| 脳梗塞(脳塞栓)とは? |
脳血管障害または脳血管疾患と呼ばれる脳の病気は、脳梗塞、脳出血、クモ膜下出血に代表される脳の病気の総称です。脳血管障害のうちで急性、発作的に突然発症し、意識障害や片麻痺、失語症などの神経症候を伴って倒れる病気です。このように突然倒れてしまう脳疾患を総称して脳卒中、中気、中風などと呼んでいます。この他にも、もやもや病、慢性硬膜下血腫などの脳血管障害があります。
脳血管障害には、下記のように閉塞性の病気と出血性の病気とがあります。
・閉塞性:脳梗塞(脳血栓、脳塞栓)
・出血性:脳出血、くも膜下出血など
脳卒中の発作があると、脳の血管が詰まったり、敗れたりするために、その先の細胞に酸素や栄養分が届かなくなり、細胞が壊死してしまいます。その結果、半身麻痺が起きたり、ろれつが回らなくなったりします。また、ときには、発作の起こる前触れ的症状として、手足のしびれ、ものが二重に見える、ちょっとの間、言葉がでてこないなどが起こることがあります。このような症状は、脳の血管の一部が瞬間的に詰まるために起こると考えられます。
脳梗塞は、脳内部の血管が詰まり血流が絶たれた状態の病気で、血管の詰まり方により次の3つのタイプに分けられています。
・アテローム血栓性梗塞:脳の太い血管の内側にドロドロのコレステロールの固まりができ、そこに血小板が集まって動脈をふさぐタイプ。

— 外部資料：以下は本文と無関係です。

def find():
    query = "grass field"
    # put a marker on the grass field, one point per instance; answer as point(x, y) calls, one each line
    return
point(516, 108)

・ラクナ梗塞:脳の細い血管に動脈硬化が起こり、詰まってしまうタイプ。
・心原性脳塞栓症:心臓で出現した血栓が脳まで流れてきて血管を塞ぐタイプ。脳卒中死亡者の約60%を占めます。
|
| 脳梗塞(脳塞栓)の原因 |
脳梗塞、脳出血などほ脳疾患は、高血圧、高脂血症、糖尿病、肥満などの生活習慣病が遠因となって発症します。これらの遠因となる病気があると、動脈硬化が進行し、これが直接原因となって脳血管障害が引き起こされるのです。急性の発症がなくても、無症状で繰り返すような脳梗塞もあり、老齢期には脳血管性認知症を発症することもあります。
脳以外の場所でできた血液や脂肪等のかたまりが、脳に運ばれて脳の血管を詰まらせる状態が脳塞栓です。脳塞栓の場合は心筋梗塞や心臓弁膜症などの心臓疾患から生じることが多く、凝血片、脂肪、空気などが脳血管につまっておこります。
|
| 脳梗塞(脳塞栓)の診断 |
脳卒中の発作が起きて倒れてしまった場合、どのタイプの脳卒中なのか判定するためにCT、MRI、MRAなどの最新の検査機器で調べ診断します。これらはX線や磁気の作用を使って脳内部の状態を画像化する検査です。
| CT |
脳にX線を照射しコンピュータで断面画像を得ます。脳のどこに出血や梗塞があるか調べることが出来ます。
|
| MRI |
MRIとは、磁気共鳴診断装置のことです。脳に磁気をあててコンピュータで画像化します。CTではよくわからないような脳梗塞も、詳細に調べることが出来ます。
|
| MRA |
MRAとは、磁気共鳴血管造影法のことです。MRIによって血管だけを鮮明な画像化する方法です。
|
脳梗塞の場合には発作の前兆となる症状があるので、これを見逃さないことが発作を防ぎ早期治療を受けるコツです。次のような徴候があったら気をつけましょう。
・体の片側が痺れる。手足に力が入らない。
・歩きたいのに足がもつれてしまう。
・話したいのに、急に言葉が発せない。
・ろれつがうまく回らない。
・他人の話が一時的に理解できない。
・いろいろなものが二重に見える。
・片眼が見えなくなったり、暗くなったりする。
・食べ物がうまく呑み込めない。
|
| 脳梗塞(脳塞栓)の治療 |
高血圧、高脂血症、糖尿病、肥満のある人が脳卒中になる確率は格段に高くなります。従って、脳卒中の予防的観点からは、まず食事療法が必要です。また、高血圧のある人は特別に危険なので血圧降下剤などの服用が不可欠です。そして、適度な運動が必要となります。多量飲酒は駄目です。また、できれば喫煙も完全に止めてしまいたいものです。